Thursday 31 March 2016

Palmyra recaptured: restoration begins

Syrian troops recaptured Palmyra from the Islamic State last week, at the close of three weeks of intense fighting. The ancient city had been occupied by the jihadists since May 2015.

A Syrian Army soldier on patrol near the Great Colonnade in Palmyra
(Image: TASS / Barcroft Media)

Palmyra, known as the “pearl of the desert”, is a designated UNESCO World Heritage Site and was one of the most important cultural centres of antiquity. At the crossroads of several civilisations, its art and architecture combines Graeco-Roman techniques with local traditions and Persian influences. The ancient city counts among its losses the 2,000 year-old Temple of Bel, the shrine of Baal Shamin, the Arch of Triumph dating from around 200AD, and its head of antiquities, Khaled al-Assaad, who was killed for refusing to reveal to the jihadists where valuable artefacts had been hidden for safekeeping. Some sites, such as the Roman amphitheatre, were preserved for use in the Islamic State’s public executions.

The Syrian Army also discovered that the IS had planted at least 150 mines scattered around the historic quarter and residential area of Palmyra, where many of the city's most famous ruins are, as they had retreated from the city.

Nonetheless, the mood was jubilant. President Bashar al-Assad hailed the victory as an "important achievement" and declared his intention to rebuild the city: "Palmyra was demolished more than once through the centuries ... and we will restore it anew so it will be a treasure of cultural heritage for the world."

Maamoun Abdulkarim, Syria’s head of antiquities and museums, told AFP: “We were expecting the worst.

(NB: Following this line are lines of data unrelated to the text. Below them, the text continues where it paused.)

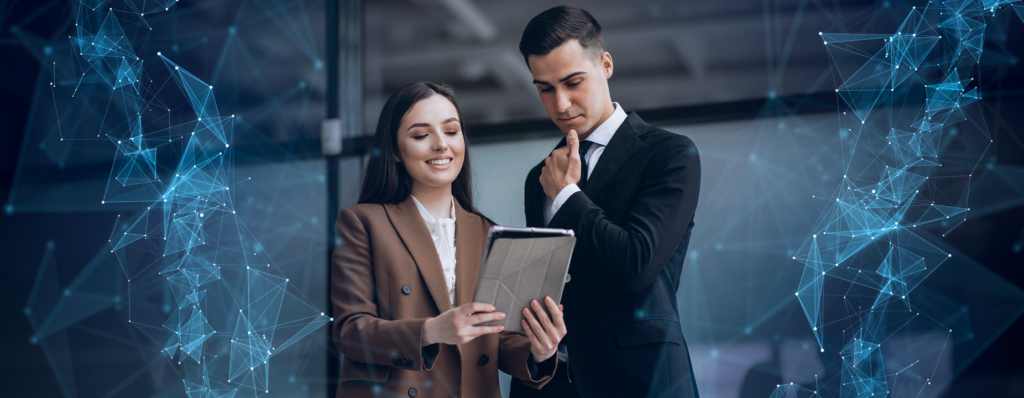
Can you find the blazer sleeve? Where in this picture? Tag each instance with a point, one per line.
(632, 255)
(515, 359)
(360, 335)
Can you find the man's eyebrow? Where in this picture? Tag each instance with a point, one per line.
(560, 81)
(446, 121)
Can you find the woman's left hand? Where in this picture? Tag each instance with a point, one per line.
(545, 332)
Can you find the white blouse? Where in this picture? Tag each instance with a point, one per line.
(442, 232)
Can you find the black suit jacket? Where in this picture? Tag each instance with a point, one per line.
(632, 221)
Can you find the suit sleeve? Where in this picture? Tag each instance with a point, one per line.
(361, 335)
(632, 255)
(515, 359)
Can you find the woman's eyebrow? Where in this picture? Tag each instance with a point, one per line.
(417, 125)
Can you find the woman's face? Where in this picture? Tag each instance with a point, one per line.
(430, 142)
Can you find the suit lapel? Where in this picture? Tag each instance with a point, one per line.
(622, 146)
(469, 251)
(535, 198)
(535, 193)
(414, 233)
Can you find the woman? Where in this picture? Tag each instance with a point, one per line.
(406, 269)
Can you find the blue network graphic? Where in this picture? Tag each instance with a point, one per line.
(907, 165)
(193, 279)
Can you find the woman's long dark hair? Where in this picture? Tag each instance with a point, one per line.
(387, 181)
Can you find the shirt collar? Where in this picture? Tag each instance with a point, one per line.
(429, 218)
(602, 134)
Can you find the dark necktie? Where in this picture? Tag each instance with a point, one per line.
(584, 147)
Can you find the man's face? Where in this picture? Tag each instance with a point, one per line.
(573, 86)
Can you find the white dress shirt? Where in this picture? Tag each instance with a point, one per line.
(442, 233)
(600, 137)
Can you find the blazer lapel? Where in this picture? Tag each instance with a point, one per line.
(535, 198)
(535, 193)
(468, 253)
(414, 233)
(622, 146)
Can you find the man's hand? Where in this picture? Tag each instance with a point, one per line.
(544, 332)
(562, 167)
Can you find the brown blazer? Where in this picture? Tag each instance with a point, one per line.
(386, 280)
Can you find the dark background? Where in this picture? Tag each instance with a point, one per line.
(989, 239)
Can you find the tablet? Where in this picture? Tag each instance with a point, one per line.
(520, 265)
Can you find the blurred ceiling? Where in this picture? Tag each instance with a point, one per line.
(667, 53)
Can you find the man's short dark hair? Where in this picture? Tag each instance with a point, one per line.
(556, 26)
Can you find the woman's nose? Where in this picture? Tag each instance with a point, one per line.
(440, 144)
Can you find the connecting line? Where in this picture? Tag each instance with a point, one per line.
(54, 96)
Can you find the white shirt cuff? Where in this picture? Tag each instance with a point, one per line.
(562, 196)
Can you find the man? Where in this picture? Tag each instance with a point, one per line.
(629, 190)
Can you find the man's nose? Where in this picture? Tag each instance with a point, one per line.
(562, 101)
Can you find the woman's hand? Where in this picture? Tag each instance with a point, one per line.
(544, 332)
(458, 325)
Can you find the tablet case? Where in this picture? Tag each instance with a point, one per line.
(518, 270)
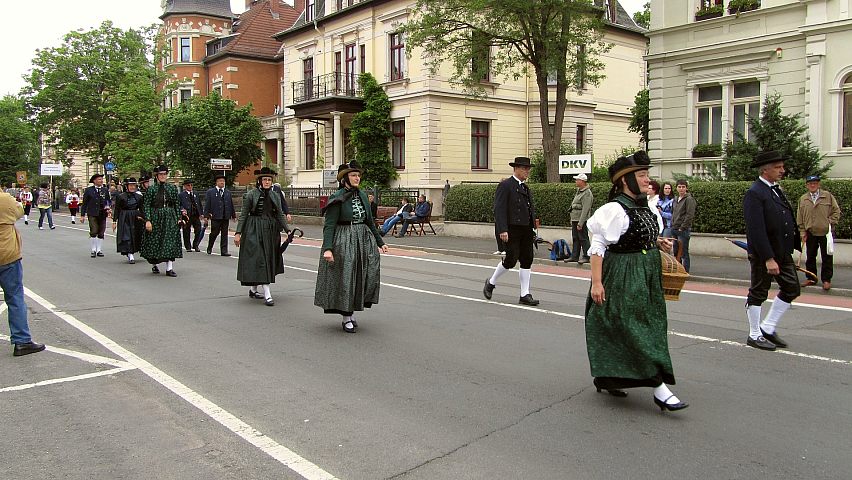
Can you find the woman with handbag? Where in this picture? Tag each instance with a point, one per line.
(348, 273)
(258, 235)
(626, 322)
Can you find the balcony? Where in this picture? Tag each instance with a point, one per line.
(317, 97)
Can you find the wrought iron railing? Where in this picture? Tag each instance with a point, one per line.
(329, 85)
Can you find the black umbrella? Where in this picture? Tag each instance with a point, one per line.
(287, 241)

But the landscape, in general, is in good shape. 'We could have completely lost Palmyra. The joy I feel is indescribable”. Some news sources report that no greater damage was inflicted as the result of a secret talks between Islamic State and the Syrian authorities, who warned of the dangers of sparking a popular uprising with their activities.

Abdulkarim suggested that “if we have UNESCO's approval, we will need five years to restore the structures damaged or destroyed by IS”. Whilst doubt has been cast by one UN expert over how realistic this timeframe is, work has already begun. Russia intends to send explosives experts and robots to help remove the mines, and is working with UNESCO to send a mission of experts to assess the damage and begin the task of restoration. Abdulkarim has promised a blueprint for reconstruction by next month: “We will assess how much damage the stones suffered and we will re-use them in order to scientifically put back the temples…we have the plans and the images and we will rebuild the missing portions until the temples of Bel and Baalshamin are rebuilt.”